Los ciclos biológicos mantienen la vida y el equilibrio ecológico en la Tierra. Permiten el reciclaje continuo de nutrientes esenciales como el agua, el carbono, el nitrógeno, el fósforo y el oxígeno entre los seres vivos y su entorno. Sin estos ciclos, los recursos finitos de nuestro planeta se agotarían rápidamente, provocando el colapso de todos los ecosistemas. Además, regulan el clima global; sostienen las cadenas alimentarias; depuran los ecosistemas; y filtran agua y aire.

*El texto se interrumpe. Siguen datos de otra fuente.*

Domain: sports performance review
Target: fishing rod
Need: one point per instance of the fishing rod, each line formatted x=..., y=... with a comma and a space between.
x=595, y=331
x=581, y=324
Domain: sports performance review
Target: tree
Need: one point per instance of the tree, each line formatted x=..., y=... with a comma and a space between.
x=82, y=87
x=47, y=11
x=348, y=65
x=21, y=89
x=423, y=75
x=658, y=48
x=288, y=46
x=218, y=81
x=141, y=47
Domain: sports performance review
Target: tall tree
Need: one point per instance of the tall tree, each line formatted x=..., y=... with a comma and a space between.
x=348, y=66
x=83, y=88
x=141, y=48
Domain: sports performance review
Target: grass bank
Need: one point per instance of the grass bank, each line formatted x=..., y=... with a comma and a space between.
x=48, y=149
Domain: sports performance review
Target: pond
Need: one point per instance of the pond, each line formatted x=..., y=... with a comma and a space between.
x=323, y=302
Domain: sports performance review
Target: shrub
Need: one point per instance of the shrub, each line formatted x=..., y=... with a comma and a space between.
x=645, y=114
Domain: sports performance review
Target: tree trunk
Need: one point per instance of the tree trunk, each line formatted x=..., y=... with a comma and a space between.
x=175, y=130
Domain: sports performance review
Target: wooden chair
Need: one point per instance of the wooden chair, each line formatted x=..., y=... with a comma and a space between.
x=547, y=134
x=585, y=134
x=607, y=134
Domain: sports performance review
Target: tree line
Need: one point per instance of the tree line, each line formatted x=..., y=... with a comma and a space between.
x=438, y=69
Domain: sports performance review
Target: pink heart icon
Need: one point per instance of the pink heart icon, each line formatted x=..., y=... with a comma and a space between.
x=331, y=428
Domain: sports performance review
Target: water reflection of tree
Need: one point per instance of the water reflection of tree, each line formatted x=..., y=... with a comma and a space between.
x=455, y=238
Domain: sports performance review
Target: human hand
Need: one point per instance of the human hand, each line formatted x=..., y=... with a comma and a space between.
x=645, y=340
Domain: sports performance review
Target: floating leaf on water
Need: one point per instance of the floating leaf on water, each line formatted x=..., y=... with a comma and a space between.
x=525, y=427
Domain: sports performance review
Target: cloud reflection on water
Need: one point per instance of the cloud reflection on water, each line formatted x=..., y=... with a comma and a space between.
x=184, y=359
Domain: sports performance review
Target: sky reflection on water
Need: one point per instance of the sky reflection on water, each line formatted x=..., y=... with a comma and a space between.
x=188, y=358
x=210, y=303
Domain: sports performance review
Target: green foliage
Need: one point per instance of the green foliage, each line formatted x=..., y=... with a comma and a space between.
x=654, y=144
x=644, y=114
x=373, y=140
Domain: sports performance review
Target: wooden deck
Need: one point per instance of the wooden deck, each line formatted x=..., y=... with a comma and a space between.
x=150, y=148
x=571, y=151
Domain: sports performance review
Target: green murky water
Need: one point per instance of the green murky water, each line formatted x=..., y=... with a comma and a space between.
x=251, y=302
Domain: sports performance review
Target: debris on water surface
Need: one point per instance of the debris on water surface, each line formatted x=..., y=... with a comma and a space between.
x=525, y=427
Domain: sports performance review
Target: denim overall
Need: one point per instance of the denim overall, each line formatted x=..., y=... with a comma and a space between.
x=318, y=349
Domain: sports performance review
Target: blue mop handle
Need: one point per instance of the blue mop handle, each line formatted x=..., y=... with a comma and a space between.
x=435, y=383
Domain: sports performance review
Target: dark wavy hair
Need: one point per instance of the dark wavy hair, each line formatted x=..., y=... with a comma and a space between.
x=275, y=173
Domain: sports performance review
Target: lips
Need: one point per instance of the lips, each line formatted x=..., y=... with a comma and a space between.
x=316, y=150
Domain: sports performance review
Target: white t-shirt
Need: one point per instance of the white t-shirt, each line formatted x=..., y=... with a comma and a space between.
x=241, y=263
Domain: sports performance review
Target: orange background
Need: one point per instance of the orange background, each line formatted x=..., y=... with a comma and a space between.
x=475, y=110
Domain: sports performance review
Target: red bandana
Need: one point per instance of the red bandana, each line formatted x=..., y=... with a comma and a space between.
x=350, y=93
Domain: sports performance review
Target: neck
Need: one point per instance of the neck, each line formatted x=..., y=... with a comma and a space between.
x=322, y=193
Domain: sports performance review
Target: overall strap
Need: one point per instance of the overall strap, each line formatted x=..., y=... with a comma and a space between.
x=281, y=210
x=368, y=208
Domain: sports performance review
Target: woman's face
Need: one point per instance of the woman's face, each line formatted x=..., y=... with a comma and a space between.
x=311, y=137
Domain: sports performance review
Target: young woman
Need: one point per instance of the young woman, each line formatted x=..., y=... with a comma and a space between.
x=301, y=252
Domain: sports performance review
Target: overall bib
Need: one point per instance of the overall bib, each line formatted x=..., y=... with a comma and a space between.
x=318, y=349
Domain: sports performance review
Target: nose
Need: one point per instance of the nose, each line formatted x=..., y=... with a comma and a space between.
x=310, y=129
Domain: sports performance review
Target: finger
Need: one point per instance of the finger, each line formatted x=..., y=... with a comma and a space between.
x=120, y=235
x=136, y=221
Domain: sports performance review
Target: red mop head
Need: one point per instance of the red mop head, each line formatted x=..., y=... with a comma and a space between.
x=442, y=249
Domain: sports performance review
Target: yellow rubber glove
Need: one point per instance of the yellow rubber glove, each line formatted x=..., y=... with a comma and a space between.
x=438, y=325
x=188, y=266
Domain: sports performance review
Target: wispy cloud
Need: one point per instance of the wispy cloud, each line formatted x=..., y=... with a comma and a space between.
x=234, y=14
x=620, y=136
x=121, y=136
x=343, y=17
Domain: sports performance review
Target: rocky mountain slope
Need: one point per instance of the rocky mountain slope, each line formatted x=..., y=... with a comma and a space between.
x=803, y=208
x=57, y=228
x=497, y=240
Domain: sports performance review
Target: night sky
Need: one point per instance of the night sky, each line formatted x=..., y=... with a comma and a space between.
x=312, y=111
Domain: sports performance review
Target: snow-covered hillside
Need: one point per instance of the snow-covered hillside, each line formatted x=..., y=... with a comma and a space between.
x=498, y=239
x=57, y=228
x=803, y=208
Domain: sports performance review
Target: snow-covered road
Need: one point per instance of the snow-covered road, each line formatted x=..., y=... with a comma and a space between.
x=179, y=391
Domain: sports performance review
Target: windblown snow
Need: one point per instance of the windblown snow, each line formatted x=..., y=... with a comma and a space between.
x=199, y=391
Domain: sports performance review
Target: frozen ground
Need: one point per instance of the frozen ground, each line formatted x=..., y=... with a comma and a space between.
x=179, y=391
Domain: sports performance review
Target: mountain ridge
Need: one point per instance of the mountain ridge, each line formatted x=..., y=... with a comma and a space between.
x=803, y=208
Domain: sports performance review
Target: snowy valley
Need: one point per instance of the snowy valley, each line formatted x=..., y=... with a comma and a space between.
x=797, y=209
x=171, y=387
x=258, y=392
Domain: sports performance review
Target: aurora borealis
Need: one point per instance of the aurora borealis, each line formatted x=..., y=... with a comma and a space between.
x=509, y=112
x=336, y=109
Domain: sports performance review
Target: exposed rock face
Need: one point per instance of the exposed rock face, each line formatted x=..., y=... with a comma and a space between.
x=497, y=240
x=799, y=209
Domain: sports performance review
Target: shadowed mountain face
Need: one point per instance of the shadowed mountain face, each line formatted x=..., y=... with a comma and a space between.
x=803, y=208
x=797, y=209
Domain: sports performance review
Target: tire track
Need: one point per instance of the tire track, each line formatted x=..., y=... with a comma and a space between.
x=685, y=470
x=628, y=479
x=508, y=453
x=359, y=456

Actualmente, la situación de los ciclos biogeoquímicos es crítica y se encuentra en un estado de grave alteración e inestabilidad global. La actividad humana industrial y agrícola ha modificado estos procesos a una velocidad y escala nunca antes vistas en la historia de la Tierra. Según el marco científico de los “Límites Planetarios”, desarrollado por el Stockholm Resilience Centre, hemos superado con creces el límite de seguridad de los flujos biogeoquímicos. Esto significa que el planeta ha salido de su zona operativa segura, entrando en un territorio de alto riesgo.
Es necesario revertir esta situación. En la Escuela de la Tierra queremos llamar la atención sobre la importancia de estos procesos biológicos; y ensayar, debatir y experimentar propuestas de regeneración.
Por eso, hablamos de ciclos.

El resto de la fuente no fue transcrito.